Last year saw 38 states introduce more than 160 bills addressing consumer privacy, according to the National Conference of State Legislatures, while California, Colorado and Virginia have comprehensive consumer privacy laws in place. A national law might supplant states’ existing privacy laws, or simply set a baseline that leaves states free to add on further protections.
WHAT COUNTS AS HARM?
Lofgren directed attention to her and Rep. Anna Eshoo’s Online Privacy Act. That bill would limit how companies can collect and use data and would provide residents with rights over their data, such as the ability to view, correct and delete it.
Daniel Castro is vice president of the Information Technology and Innovation Foundation (ITIF), a research and education nonprofit focused on encouraging policy that supports technological innovation. In spoken and written testimony, he advised the government to promote innovation by taking a light touch when restricting how organizations can collect and use data, and recommended focusing on preventing concrete, economic harm to consumers.
An example of actual harm from a data privacy issue might include a consumer’s financial accounts being charged for “unauthorized and unreimbursed” payments after their personally identifiable information was breached, according to a 2018 American Bar Association piece.
Some witnesses also sought to highlight more difficult to quantify harms. They raised the concern that organizations may use data they and others glean to compile comprehensive profiles on individuals, which could then be used to target them in abusive ways.
The profiles can be targeted with manipulative content — including political misinformation — or for discriminatory means, such as blocking people of particular backgrounds from seeing certain job postings or home listings, said Caitriona Fitzgerald, deputy director of the Electronic Privacy Information Center (EPIC). EPIC is a nonprofit research center that describes itself as focused on protecting “privacy, freedom of expression and democratic values in the information age.”
“Just as advertising companies use profiles about us to manipulate us into purchases, so, too, can they manipulate our views by filtering the content we see,” Fitzgerald said.
FTC OR DIGITAL PRIVACY AGENCY?
Whatever policy gets hammered out will only make a difference if it’s effectively enforced.

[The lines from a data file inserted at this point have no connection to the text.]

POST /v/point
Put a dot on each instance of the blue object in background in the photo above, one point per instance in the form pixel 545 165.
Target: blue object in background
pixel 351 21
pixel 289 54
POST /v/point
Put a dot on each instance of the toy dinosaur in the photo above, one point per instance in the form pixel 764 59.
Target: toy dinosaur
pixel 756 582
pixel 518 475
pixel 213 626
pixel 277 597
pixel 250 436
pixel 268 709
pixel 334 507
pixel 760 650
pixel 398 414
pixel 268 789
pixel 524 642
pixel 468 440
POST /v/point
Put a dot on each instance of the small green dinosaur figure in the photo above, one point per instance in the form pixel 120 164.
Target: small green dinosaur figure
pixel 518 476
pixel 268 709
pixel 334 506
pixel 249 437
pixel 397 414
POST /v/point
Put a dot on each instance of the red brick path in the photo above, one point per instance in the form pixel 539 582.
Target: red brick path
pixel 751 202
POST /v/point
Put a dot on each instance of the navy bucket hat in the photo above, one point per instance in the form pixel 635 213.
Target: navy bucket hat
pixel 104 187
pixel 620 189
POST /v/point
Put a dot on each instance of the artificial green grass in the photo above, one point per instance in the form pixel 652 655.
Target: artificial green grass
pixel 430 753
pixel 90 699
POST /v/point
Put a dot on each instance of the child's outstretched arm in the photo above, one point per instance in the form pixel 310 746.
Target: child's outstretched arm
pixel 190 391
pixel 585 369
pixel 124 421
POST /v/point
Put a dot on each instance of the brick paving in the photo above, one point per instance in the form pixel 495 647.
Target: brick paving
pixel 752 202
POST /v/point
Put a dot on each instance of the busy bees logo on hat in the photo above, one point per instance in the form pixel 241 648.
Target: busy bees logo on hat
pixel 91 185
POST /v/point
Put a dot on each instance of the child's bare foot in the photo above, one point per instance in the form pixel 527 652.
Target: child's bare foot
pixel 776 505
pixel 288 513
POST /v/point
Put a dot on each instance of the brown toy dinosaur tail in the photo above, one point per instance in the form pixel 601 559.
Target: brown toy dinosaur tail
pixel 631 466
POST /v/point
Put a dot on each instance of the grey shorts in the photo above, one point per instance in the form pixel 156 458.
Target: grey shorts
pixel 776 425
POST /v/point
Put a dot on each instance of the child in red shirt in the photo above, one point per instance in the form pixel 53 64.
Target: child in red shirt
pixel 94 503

Castro, who appeared to view data privacy largely as a consumer protection matter, argued that enforcement would fall under the scope of the Federal Trade Commission (FTC). Rep. Rodney Davis, R-Ill., said the FTC also has established relationships with the state attorneys general (AGs) with whom it would work on enforcement.
Lofgren’s bill takes a different approach and would create a Digital Privacy Agency (DPA) to oversee compliance.
Fitzgerald supported such a move, saying that the FTC’s broad scope means it has enough on its plate already. The FTC also may lack the necessary technical expertise to battle large corporations over digital privacy, she said.
Fitzgerald argued that a regulator designated to focus solely on privacy would be more impactful and akin to how the Environmental Protection Agency and Federal Aviation Administration were established to tackle important, niche areas.
PRIVATE RIGHT OF ACTION?
Lofgren’s bill would allow state privacy regulators, like the California Privacy Protection Agency (CPPA), to also participate in enforcing the laws. State AGs could sue over breaches, and nonprofits could class action lawsuits.
Castro advised against a private right of action, saying this could lead to an onslaught of cases over situations in which organizations may have failed to fully comply with the law but had not caused actual economic harm. Organizations might then find themselves spending significant time and money responding to all the lawsuits.
Fitzgerald, however, said in written testimony that individuals — as well as groups — should be allowed to sue. State and federal officials have limited capacity to detect and respond to violations, so relying just on them risks giving organizations a sense of impunity.
Shoshana Zuboff, professor emeritus at Harvard Business School and author of The Age of Surveillance Capitalism, said during testimony that lawsuits are important to ensuring legislation evolves to better suit society’s needs. They allow for policies to be probed and adapted.
“What private right of action does is creates the opportunity … to really bring issues into the judicial system to have those issues explored and create precedents,” Zuboff said. “This is what's called the ‘life of the law ‘ — how the law evolves, and how we can move forward into this century, not just with statutes that are frozen in time, but with laws that are evolving.”